特製だれで炊いた優しい味のあわびめしに、伊勢エビの炊き汁などがセットになった「潮姫コース」(写真はいずれも香南市の「あわびめし栄楽」)

 おわんのふたを取ると、何とも上品な潮の香りがふわっと漂う。秘伝のたれでアワビをご飯に炊き込んだ「あわびめし」は、ちょっとぜいたくなごちそうだ。

 ヤ・シィパークから東へすぐ。太平洋を望む堤防沿いに、古民家風の店はたたずむ。1963年の創業以来、地元民や観光客から「海の幸とリッチな気分を味わえる」と評判。30年ほど前からは2代目店主の山本幸広さん(68)、美代子さん(67)夫妻が切り盛りしている。

 炊き込み用の特製だれは、美代子さんの母で先代の西山鈴子さん(90)が考案した。日高昆布でだしを取った優しい味だが、詳しくは秘密だそう。

 アワビは漁期の新鮮なものでも一度凍らせ、「カンナですいたように」スライスするのが調理のこつだとか。薄く切ることで食感が硬くならず、米になじむという。

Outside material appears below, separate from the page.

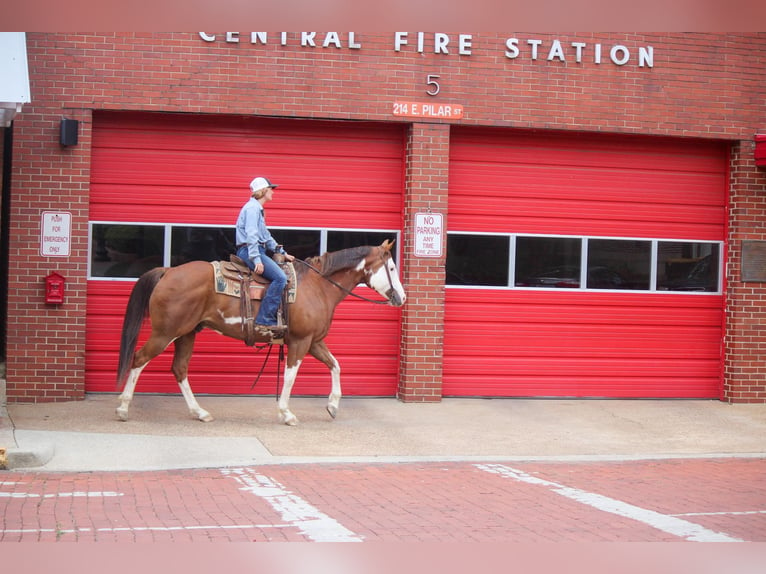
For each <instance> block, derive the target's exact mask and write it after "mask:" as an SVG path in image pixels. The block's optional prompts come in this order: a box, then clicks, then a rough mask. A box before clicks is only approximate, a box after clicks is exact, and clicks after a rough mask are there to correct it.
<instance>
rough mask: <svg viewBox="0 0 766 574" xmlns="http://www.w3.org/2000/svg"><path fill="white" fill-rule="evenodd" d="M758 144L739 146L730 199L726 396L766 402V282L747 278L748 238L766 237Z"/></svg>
mask: <svg viewBox="0 0 766 574" xmlns="http://www.w3.org/2000/svg"><path fill="white" fill-rule="evenodd" d="M753 152H754V143H753V142H752V141H741V142H739V144H738V145H734V146H733V149H732V157H731V180H730V186H731V194H730V197H729V237H728V253H727V255H728V272H727V274H726V275H727V278H728V285H727V290H726V337H725V340H724V347H725V349H724V352H725V357H726V358H725V362H724V398H725V399H726V400H728V401H730V402H733V403H763V402H766V283H760V282H742V281H741V277H742V242H743V241H746V240H755V241H766V171H764V170H759V169H758V168H757V167H756V166H755V159H754V155H753Z"/></svg>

 7種あるあわびめしコースの中で、売れ筋は「潮姫コース」(5500円)。伊勢エビが1匹まるごと入った炊き汁と、ぷりぷりのエビフライ2尾などが付いた豪華な膳だ。炊き汁もあわびめしと同じだしを使っており、相性はばっちりだ。

風情ある店内でぜいたくなひとときを楽しむ

風情ある店内でぜいたくなひとときを楽しむ

 休日ともなると、店には地元住民やゴルフ帰りの男性客らが続々。昼時は1時間以上待つ人も出る人気ぶりだが、「元気でできるだけ長く続けられたら。それ以外は何もありません」と山本さん夫妻。潮騒を聞きながら、先代から変わらぬ特別な味と時間を届けている。(香長総局・深田恵衣)

 【メモ】7種のコースは1300~9600円。営業は午前11時~午後9時(あわびめしがなくなり次第終了、同8時ラストオーダー)。月曜定休。夜須町千切536の111。電話0887・55・3508。